夜色已深,北方大營里安靜極了。
百里子苓去各營溜了一圈之後,這才來到關押嚴良的地方。
關於今天劉河與鄭、羅二人之事,各營看著倒是很安靜,但大家心裡都跟明鏡似的。
百里子苓打自己的人都那麼狠,那就是打給他們看的。所以,大家都不敢提,就怕下一個二十軍棍的就是自己。
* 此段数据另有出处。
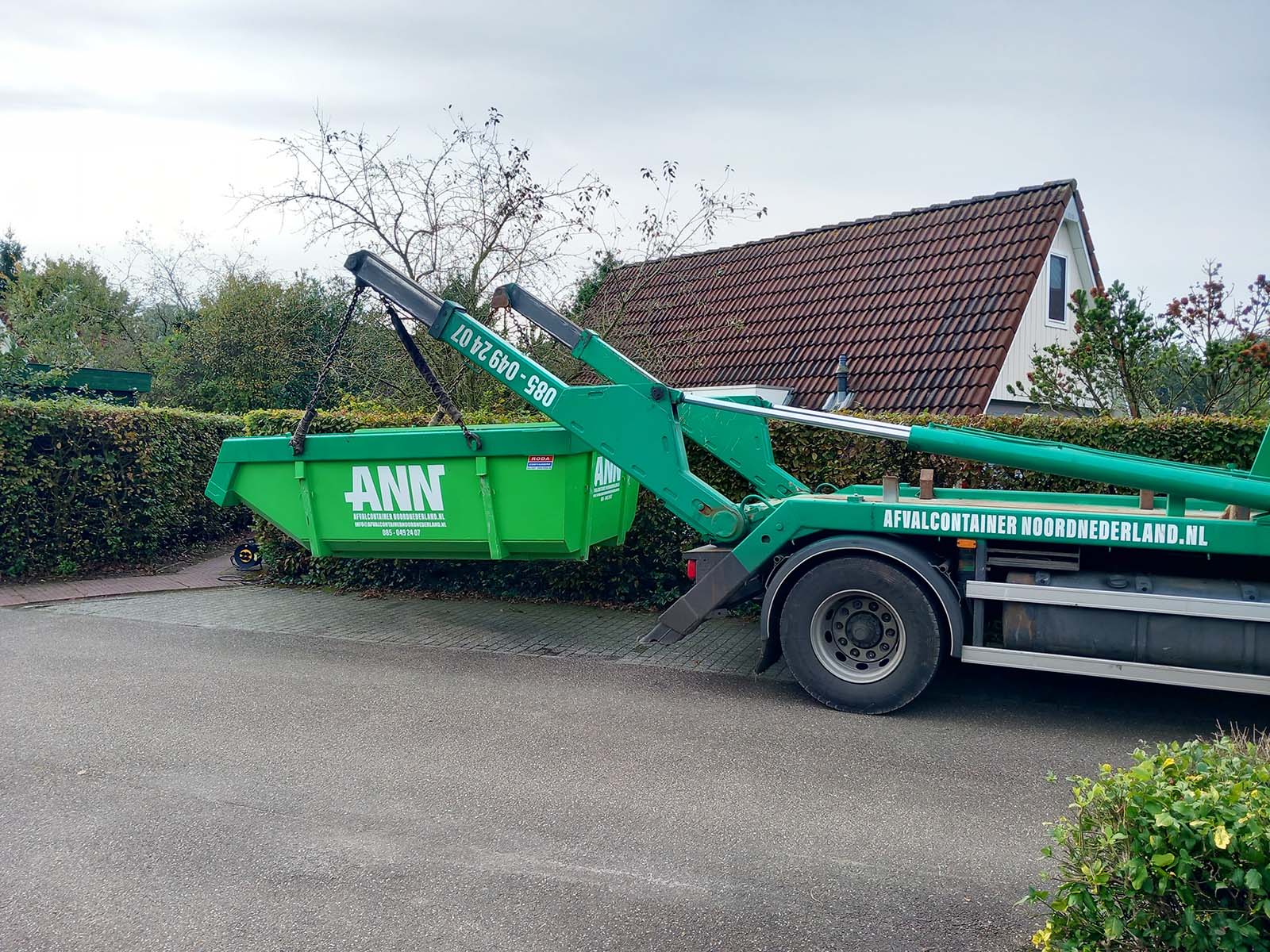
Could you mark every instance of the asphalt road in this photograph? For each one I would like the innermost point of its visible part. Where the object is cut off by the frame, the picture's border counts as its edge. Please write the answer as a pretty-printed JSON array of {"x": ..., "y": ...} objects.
[{"x": 171, "y": 787}]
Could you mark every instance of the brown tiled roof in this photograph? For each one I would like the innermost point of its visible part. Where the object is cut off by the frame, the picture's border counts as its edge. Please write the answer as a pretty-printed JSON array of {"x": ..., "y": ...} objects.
[{"x": 924, "y": 304}]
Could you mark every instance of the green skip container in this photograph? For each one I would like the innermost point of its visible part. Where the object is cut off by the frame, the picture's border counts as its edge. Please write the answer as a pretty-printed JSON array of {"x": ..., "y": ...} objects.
[{"x": 531, "y": 492}]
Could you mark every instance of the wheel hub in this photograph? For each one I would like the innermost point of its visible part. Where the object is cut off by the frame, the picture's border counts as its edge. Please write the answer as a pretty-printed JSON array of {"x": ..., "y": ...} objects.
[
  {"x": 857, "y": 636},
  {"x": 864, "y": 630}
]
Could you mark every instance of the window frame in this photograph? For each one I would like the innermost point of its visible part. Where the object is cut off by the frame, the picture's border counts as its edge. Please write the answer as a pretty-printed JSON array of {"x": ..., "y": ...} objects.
[{"x": 1049, "y": 270}]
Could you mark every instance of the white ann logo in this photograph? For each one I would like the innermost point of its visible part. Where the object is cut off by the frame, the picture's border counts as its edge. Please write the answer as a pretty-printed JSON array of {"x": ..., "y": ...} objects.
[
  {"x": 609, "y": 479},
  {"x": 403, "y": 489}
]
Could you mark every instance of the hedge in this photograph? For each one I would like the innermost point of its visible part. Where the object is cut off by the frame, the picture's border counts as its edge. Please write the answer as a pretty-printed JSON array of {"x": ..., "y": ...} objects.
[
  {"x": 1172, "y": 852},
  {"x": 87, "y": 484},
  {"x": 648, "y": 570}
]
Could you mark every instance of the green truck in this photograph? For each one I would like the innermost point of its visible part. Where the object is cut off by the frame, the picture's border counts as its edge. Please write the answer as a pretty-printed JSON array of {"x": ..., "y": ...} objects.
[{"x": 865, "y": 589}]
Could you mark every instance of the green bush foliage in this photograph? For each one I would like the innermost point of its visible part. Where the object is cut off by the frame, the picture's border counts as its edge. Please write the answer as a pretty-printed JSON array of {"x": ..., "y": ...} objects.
[
  {"x": 1172, "y": 852},
  {"x": 648, "y": 570},
  {"x": 87, "y": 484}
]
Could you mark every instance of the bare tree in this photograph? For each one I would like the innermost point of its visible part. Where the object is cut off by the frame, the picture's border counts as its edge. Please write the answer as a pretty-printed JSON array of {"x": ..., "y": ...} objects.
[
  {"x": 465, "y": 219},
  {"x": 473, "y": 216}
]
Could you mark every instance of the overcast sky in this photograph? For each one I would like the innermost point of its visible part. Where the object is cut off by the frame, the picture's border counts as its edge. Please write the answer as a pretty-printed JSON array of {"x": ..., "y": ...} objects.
[{"x": 146, "y": 113}]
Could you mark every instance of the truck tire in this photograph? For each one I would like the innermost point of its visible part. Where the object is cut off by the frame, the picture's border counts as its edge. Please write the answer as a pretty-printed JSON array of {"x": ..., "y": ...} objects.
[{"x": 861, "y": 635}]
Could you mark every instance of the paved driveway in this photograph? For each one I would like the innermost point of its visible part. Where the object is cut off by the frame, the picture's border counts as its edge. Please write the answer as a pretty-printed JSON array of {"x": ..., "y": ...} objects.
[{"x": 178, "y": 774}]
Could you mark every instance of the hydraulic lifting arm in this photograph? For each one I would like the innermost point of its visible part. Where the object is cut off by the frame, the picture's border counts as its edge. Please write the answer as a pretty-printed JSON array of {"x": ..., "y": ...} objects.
[
  {"x": 639, "y": 423},
  {"x": 633, "y": 423},
  {"x": 741, "y": 442}
]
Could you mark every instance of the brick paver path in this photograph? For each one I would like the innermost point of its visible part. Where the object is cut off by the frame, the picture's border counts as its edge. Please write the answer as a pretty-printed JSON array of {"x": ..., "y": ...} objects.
[{"x": 722, "y": 645}]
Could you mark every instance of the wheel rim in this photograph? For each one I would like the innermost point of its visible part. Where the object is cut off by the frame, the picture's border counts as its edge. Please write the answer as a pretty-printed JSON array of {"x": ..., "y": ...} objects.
[{"x": 857, "y": 636}]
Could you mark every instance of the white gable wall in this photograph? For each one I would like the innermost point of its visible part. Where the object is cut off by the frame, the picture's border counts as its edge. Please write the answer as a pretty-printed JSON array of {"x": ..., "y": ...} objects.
[{"x": 1035, "y": 330}]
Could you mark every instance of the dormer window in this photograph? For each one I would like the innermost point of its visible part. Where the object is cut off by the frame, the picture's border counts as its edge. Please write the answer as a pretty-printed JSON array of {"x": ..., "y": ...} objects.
[{"x": 1057, "y": 290}]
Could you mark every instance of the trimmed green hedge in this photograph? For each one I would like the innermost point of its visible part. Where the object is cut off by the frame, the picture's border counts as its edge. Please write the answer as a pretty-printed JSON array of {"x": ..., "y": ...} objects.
[
  {"x": 648, "y": 570},
  {"x": 1172, "y": 852},
  {"x": 87, "y": 484}
]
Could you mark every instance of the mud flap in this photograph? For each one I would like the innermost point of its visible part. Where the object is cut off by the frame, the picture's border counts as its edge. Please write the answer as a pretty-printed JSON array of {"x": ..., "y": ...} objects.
[{"x": 724, "y": 581}]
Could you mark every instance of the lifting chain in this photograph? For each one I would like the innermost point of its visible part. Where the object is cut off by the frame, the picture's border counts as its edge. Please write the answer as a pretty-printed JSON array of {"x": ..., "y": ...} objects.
[
  {"x": 435, "y": 385},
  {"x": 302, "y": 435},
  {"x": 448, "y": 404}
]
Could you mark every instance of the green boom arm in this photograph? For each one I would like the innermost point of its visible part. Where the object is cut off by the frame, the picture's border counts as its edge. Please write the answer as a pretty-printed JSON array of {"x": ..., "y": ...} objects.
[
  {"x": 741, "y": 442},
  {"x": 634, "y": 423}
]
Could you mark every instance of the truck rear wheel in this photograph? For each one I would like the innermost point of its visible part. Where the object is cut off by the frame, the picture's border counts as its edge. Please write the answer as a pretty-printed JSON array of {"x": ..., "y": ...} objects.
[{"x": 861, "y": 635}]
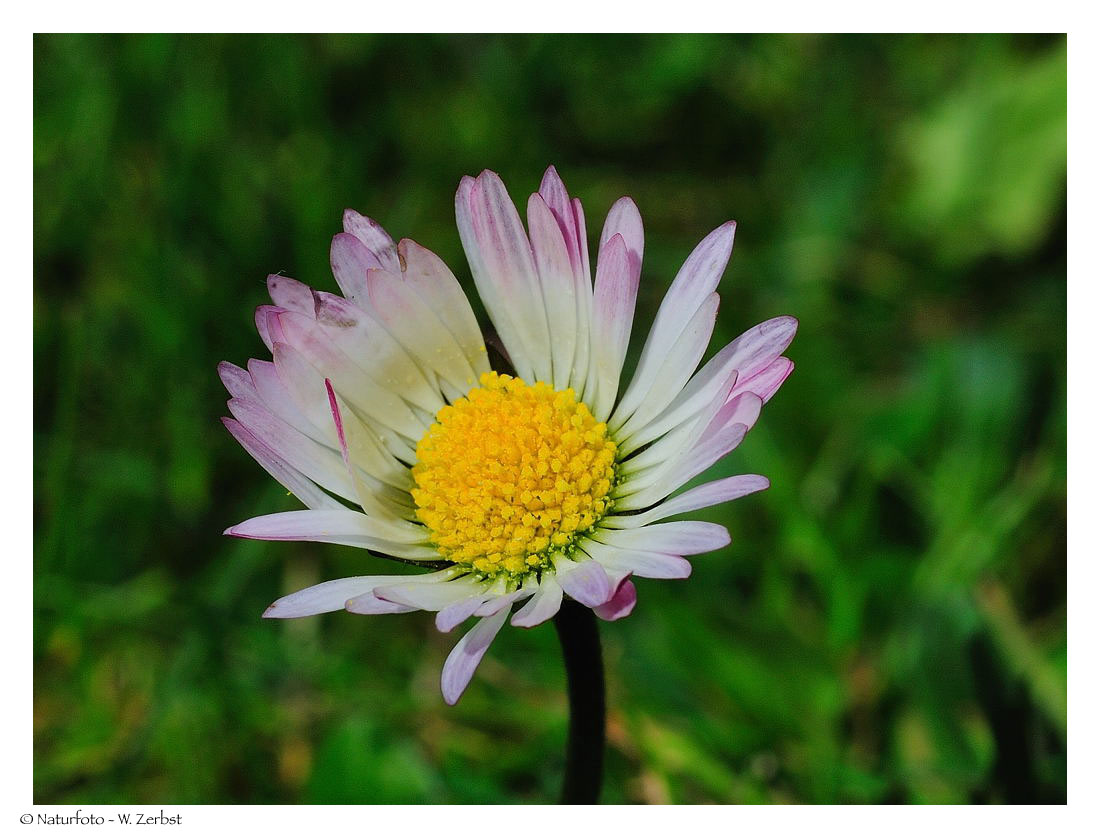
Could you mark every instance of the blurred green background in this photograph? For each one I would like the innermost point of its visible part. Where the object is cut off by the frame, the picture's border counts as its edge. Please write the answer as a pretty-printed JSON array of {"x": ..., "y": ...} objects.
[{"x": 888, "y": 625}]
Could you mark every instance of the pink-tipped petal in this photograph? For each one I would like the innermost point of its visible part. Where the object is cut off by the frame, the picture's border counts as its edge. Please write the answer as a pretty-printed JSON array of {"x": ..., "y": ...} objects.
[
  {"x": 293, "y": 480},
  {"x": 462, "y": 662},
  {"x": 290, "y": 294},
  {"x": 620, "y": 605},
  {"x": 503, "y": 267},
  {"x": 237, "y": 381},
  {"x": 624, "y": 219},
  {"x": 374, "y": 239},
  {"x": 320, "y": 464},
  {"x": 350, "y": 261},
  {"x": 743, "y": 408},
  {"x": 559, "y": 287},
  {"x": 613, "y": 302},
  {"x": 694, "y": 284},
  {"x": 433, "y": 280},
  {"x": 768, "y": 381}
]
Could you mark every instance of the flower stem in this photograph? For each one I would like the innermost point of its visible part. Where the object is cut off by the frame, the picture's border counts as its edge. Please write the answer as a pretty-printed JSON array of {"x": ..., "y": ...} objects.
[{"x": 584, "y": 670}]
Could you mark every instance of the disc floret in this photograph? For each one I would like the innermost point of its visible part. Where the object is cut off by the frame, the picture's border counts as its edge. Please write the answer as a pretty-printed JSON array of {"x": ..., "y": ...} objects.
[{"x": 513, "y": 474}]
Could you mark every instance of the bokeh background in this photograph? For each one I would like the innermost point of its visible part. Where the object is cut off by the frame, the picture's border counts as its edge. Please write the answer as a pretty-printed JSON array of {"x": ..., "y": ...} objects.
[{"x": 889, "y": 623}]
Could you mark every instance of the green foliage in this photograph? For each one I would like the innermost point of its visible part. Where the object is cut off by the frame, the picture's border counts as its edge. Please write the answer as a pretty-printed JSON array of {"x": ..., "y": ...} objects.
[{"x": 889, "y": 621}]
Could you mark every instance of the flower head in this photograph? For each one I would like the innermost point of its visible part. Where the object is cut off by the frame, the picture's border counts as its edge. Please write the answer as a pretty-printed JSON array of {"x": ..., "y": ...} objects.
[{"x": 380, "y": 411}]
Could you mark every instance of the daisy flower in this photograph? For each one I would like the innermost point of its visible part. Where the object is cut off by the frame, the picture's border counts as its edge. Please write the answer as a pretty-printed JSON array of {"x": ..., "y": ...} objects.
[{"x": 381, "y": 414}]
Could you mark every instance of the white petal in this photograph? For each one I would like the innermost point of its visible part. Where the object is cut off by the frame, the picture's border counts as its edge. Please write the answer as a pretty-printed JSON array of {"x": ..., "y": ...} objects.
[
  {"x": 638, "y": 494},
  {"x": 375, "y": 351},
  {"x": 320, "y": 464},
  {"x": 694, "y": 283},
  {"x": 410, "y": 320},
  {"x": 466, "y": 654},
  {"x": 641, "y": 563},
  {"x": 374, "y": 399},
  {"x": 680, "y": 362},
  {"x": 700, "y": 497},
  {"x": 675, "y": 538},
  {"x": 586, "y": 582},
  {"x": 620, "y": 605},
  {"x": 504, "y": 272},
  {"x": 433, "y": 280},
  {"x": 558, "y": 284},
  {"x": 613, "y": 302},
  {"x": 328, "y": 596},
  {"x": 295, "y": 482},
  {"x": 340, "y": 527},
  {"x": 543, "y": 605},
  {"x": 432, "y": 596}
]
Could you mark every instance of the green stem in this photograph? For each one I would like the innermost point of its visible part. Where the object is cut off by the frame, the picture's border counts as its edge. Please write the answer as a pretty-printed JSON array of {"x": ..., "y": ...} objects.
[{"x": 584, "y": 753}]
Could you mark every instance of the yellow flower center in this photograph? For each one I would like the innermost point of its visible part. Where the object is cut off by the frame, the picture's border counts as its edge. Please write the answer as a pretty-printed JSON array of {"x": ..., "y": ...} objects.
[{"x": 510, "y": 474}]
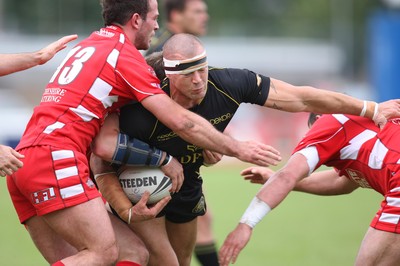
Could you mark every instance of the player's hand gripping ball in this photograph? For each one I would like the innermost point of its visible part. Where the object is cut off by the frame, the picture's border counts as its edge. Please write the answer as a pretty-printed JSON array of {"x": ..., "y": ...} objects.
[{"x": 136, "y": 180}]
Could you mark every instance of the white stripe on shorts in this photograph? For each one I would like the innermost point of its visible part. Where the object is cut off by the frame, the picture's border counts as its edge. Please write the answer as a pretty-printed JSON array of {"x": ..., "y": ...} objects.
[
  {"x": 49, "y": 129},
  {"x": 395, "y": 202},
  {"x": 66, "y": 172},
  {"x": 395, "y": 189},
  {"x": 71, "y": 191},
  {"x": 389, "y": 218},
  {"x": 62, "y": 154}
]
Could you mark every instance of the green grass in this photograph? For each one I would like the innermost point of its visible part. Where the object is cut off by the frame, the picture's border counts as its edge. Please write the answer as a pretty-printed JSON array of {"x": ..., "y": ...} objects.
[{"x": 303, "y": 230}]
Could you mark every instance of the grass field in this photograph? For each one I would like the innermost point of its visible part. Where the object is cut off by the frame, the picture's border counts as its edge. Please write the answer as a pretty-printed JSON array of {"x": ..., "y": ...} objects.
[{"x": 304, "y": 230}]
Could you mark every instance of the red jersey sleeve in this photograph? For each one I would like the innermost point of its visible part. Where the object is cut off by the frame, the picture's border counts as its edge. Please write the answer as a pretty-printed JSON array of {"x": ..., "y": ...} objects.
[
  {"x": 133, "y": 72},
  {"x": 322, "y": 142}
]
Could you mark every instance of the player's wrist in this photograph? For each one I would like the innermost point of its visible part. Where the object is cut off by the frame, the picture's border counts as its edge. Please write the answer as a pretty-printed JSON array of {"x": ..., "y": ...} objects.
[
  {"x": 370, "y": 109},
  {"x": 255, "y": 212},
  {"x": 167, "y": 159}
]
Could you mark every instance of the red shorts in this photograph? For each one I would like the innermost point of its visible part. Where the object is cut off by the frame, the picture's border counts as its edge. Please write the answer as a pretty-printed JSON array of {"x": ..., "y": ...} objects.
[
  {"x": 388, "y": 217},
  {"x": 51, "y": 179}
]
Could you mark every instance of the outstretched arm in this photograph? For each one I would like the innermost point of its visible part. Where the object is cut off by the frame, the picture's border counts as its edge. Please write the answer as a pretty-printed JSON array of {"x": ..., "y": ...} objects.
[
  {"x": 286, "y": 97},
  {"x": 325, "y": 183},
  {"x": 195, "y": 129},
  {"x": 10, "y": 63}
]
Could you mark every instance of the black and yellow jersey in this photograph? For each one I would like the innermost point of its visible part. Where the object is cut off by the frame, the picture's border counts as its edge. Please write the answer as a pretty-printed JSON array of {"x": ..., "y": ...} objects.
[{"x": 227, "y": 88}]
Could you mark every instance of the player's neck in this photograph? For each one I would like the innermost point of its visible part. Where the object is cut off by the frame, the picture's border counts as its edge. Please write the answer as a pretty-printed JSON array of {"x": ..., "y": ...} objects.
[{"x": 183, "y": 100}]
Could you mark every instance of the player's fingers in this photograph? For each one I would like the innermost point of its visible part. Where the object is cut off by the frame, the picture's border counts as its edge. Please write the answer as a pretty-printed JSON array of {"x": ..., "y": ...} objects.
[
  {"x": 246, "y": 171},
  {"x": 2, "y": 173},
  {"x": 66, "y": 39},
  {"x": 161, "y": 204},
  {"x": 143, "y": 200}
]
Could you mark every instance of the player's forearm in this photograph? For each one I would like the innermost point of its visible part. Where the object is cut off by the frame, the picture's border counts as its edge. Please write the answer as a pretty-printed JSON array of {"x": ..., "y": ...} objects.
[
  {"x": 326, "y": 183},
  {"x": 113, "y": 193},
  {"x": 10, "y": 63},
  {"x": 324, "y": 101}
]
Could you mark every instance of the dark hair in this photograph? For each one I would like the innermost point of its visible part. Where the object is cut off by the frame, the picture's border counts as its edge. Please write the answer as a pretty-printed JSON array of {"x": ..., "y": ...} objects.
[
  {"x": 120, "y": 11},
  {"x": 155, "y": 60},
  {"x": 174, "y": 5}
]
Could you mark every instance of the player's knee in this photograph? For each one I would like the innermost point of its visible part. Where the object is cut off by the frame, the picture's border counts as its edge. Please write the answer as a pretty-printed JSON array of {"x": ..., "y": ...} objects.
[
  {"x": 109, "y": 255},
  {"x": 135, "y": 253},
  {"x": 142, "y": 254}
]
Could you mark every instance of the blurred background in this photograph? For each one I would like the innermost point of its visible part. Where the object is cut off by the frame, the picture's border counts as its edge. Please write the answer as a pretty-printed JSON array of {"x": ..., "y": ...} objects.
[{"x": 350, "y": 46}]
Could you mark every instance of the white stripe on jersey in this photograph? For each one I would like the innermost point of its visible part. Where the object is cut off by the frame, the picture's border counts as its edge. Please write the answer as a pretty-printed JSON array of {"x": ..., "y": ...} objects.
[
  {"x": 377, "y": 155},
  {"x": 113, "y": 57},
  {"x": 389, "y": 218},
  {"x": 341, "y": 118},
  {"x": 312, "y": 156},
  {"x": 351, "y": 151},
  {"x": 66, "y": 172},
  {"x": 395, "y": 189},
  {"x": 130, "y": 85},
  {"x": 71, "y": 191},
  {"x": 52, "y": 127},
  {"x": 62, "y": 154},
  {"x": 122, "y": 38},
  {"x": 84, "y": 113},
  {"x": 395, "y": 202},
  {"x": 101, "y": 90}
]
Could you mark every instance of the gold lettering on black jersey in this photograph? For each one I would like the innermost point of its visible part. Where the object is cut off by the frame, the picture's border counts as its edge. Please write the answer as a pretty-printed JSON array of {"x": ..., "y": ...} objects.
[
  {"x": 222, "y": 118},
  {"x": 168, "y": 136}
]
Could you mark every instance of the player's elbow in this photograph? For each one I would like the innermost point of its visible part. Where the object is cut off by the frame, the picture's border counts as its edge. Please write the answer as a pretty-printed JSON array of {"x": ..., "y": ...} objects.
[{"x": 103, "y": 150}]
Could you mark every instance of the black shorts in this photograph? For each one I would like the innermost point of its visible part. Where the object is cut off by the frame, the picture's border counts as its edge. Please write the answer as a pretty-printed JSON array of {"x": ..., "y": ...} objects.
[{"x": 187, "y": 204}]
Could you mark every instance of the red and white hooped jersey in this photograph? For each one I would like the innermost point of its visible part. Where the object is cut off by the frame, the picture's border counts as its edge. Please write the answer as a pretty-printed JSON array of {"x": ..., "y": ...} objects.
[
  {"x": 356, "y": 148},
  {"x": 98, "y": 75}
]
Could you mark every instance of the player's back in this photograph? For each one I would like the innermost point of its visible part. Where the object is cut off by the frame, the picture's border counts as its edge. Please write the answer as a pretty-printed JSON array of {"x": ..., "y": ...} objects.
[
  {"x": 79, "y": 94},
  {"x": 358, "y": 148}
]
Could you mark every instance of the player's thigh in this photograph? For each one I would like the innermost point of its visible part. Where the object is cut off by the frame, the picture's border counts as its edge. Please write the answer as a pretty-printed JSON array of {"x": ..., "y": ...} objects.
[
  {"x": 154, "y": 235},
  {"x": 50, "y": 244},
  {"x": 130, "y": 246},
  {"x": 204, "y": 228},
  {"x": 183, "y": 238},
  {"x": 85, "y": 226},
  {"x": 379, "y": 248}
]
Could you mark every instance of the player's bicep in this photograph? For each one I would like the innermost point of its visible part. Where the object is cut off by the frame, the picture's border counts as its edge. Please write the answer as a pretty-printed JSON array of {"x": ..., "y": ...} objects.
[
  {"x": 104, "y": 144},
  {"x": 166, "y": 110}
]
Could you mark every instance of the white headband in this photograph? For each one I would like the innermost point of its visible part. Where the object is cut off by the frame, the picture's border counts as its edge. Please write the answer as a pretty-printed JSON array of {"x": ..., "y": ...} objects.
[{"x": 185, "y": 66}]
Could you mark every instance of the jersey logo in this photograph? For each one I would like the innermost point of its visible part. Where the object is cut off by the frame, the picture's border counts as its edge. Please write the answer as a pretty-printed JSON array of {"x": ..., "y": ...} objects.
[{"x": 200, "y": 206}]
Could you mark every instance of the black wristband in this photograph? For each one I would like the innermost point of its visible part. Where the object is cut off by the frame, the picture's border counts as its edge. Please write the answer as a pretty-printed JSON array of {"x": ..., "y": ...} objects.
[{"x": 166, "y": 159}]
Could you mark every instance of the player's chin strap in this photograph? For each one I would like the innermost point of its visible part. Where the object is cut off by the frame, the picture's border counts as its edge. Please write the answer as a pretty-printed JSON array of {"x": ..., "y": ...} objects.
[{"x": 134, "y": 152}]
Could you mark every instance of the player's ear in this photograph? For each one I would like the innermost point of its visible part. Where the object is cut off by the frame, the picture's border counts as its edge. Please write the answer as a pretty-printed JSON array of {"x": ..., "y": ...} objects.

陸箏今日去校場抓沈潛,那也是給眾人露了一手,一個看似文弱的書生都如此了得,足以見得百里子苓帶來的人都不是善茬。
「喲,這眼睛和嘴,怎麼啦?」百里子苓一進屋,就看到眼斜嘴歪的沈潛被綁在柱子上。
「國公……爺……」沈潛動了動嘴,沒再往下說。
「嚴家也是將門,當初在這五河口的時候,你大哥嚴一刀教過我耍刀。可惜,我這女子的力道總歸還是弱了些,比不得他的刀法快。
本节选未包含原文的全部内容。